Wendy Wong for AWS Community Builders

Posted on Aug 9, 2022 • Edited on Aug 11, 2022

How to ETL with AWS Glue and Amazon Glue Studio to transform your data - Part 2

#tutorial #glue #aws #beginners

Introduction

In the previous blog you mastered ETL using sample sales data for both Amazon Glue Studio and AWS Glue.

The third tutorial explored how you may query data from your Amazon S3 bucket using Amazon Athena and create data visualizations from an Amazon Athena table in Amazon QuickSight that references the sales database stored in the AWS Data Catalog.

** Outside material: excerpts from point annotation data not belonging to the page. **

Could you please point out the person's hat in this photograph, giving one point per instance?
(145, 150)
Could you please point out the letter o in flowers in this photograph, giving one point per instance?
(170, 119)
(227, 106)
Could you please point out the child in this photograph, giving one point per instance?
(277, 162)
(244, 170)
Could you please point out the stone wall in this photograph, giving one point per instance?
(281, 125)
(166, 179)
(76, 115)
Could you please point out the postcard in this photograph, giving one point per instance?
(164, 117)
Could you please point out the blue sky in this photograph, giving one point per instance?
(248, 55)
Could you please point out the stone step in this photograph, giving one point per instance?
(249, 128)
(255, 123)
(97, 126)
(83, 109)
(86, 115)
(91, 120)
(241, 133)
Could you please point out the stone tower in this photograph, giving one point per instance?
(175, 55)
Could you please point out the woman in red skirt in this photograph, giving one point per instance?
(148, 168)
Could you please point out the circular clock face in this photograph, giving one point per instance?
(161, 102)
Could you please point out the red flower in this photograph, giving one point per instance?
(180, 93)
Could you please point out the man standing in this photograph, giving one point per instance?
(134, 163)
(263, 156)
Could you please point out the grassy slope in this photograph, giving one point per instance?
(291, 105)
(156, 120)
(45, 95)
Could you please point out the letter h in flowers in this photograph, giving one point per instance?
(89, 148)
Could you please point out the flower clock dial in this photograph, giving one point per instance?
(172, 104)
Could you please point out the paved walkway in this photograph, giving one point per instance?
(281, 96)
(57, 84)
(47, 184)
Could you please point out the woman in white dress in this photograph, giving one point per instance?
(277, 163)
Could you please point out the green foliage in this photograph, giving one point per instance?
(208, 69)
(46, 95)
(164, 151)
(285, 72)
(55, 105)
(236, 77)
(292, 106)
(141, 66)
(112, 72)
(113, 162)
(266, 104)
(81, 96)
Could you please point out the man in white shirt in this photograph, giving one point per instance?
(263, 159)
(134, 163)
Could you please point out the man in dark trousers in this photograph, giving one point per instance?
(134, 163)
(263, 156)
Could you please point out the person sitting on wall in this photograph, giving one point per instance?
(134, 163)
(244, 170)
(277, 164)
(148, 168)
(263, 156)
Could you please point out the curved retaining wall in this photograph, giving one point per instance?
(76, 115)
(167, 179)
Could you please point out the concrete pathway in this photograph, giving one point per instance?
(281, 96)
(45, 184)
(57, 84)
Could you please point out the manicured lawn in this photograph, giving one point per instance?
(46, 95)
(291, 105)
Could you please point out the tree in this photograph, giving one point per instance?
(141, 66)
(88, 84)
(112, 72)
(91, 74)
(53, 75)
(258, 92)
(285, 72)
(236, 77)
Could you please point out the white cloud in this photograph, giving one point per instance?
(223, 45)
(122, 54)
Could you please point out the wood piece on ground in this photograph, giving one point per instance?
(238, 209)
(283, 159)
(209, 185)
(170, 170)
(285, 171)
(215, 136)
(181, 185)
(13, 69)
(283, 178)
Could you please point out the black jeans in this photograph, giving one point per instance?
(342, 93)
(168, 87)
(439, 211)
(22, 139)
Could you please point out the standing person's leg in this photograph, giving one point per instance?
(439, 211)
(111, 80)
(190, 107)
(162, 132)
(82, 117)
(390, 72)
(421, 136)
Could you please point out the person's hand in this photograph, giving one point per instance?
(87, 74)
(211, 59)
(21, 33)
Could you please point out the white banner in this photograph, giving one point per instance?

In this new tutorial, you will learn how to:

a) Locate open source datasets for your passion project, build a test or production workload that you can use with AWS services.

b) Complete data transformation with your own data using both Amazon Glue and Amazon Glue Studio.

Where can you find interesting open source datasets for analytics and machine learning projects?

Kaggle.com

Government websites e.g. data.gov, data.gov.uk, data.gov.au.

Google data search

Census data e.g. Australian census

UCI Machine Learning Repository

Solution Architecture overview - AWS Glue

Tutorial 1: Data Transformation with AWS Glue

Step 1: In this tutorial, download the DOHMH New York City Restaurant Inspections data as a csv file from this link

A preview of the raw dataset:

Step 2: Log into your AWS account. If you do not have an AWS account you may create one here

Step 3: You may follow the instructions here to create your first S3 bucket and give it a name new-york-restaurant-inspections.

Step 4: Click the bucket and select Create Folder.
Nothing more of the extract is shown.